According to INSTAK, the 100th anniversary of Black History Month is being celebrated globally under the theme, “A Century of Black History Commemorations.” The Zimbabwe-based Pan-African think tank has organized a series of high-profile events designed to foreground Africans and people of African descent as primary authors and shapers of world civilization.
The highlight of the commemorations will be the official opening of the Robert Gabriel Mugabe Museum on Saturday, 21 February 2026, at RGM House in Highfields — the former private residence of Zimbabwe’s late founding President, Robert Gabriel Mugabe.
INSTAK emphasized that beyond memorialization, RGM House is envisioned as a strategic cultural asset aimed at promoting township and domestic tourism in Highfields, one of Harare’s most historically significant suburbs. The museum is expected to become a major heritage site, preserving Mugabe’s legacy while contributing to cultural education and economic activity.
The Black History Month activities align with INSTAK’s broader mandate to document, preserve, and promote African history, heritage, and indigenous knowledge systems. The Institute’s flagship intellectual and archival initiatives include the Book of African Records, the Africa Factbook, and the Chimurenga/Umvukela Encyclopedia — projects designed to reclaim African narratives from distortion, erasure, and marginalization.
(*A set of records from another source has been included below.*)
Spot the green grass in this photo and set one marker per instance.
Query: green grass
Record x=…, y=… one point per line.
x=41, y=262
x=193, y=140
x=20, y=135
Earlier this month, INSTAK launched a major historical exhibition titled “10,000 Years of Civilization, Technology and Ubuntu” on 2 February 2026 at the Heritage Village, Liberation City in Harare. The exhibition presented a curated visual journey celebrating the contributions of Africans and Afro-descended peoples to science, architecture, technology, mathematics, governance, and other pillars of global civilization.
The exhibition attracted senior government officials, diplomats, academics, cultural leaders, and other eminent guests, underscoring its national and international significance, according to INSTAK.
With the opening of the Robert Gabriel Mugabe Museum, Zimbabwe adds a significant heritage institution to its cultural landscape, reinforcing ongoing efforts to preserve liberation history and reposition African knowledge systems at the center of global discourse.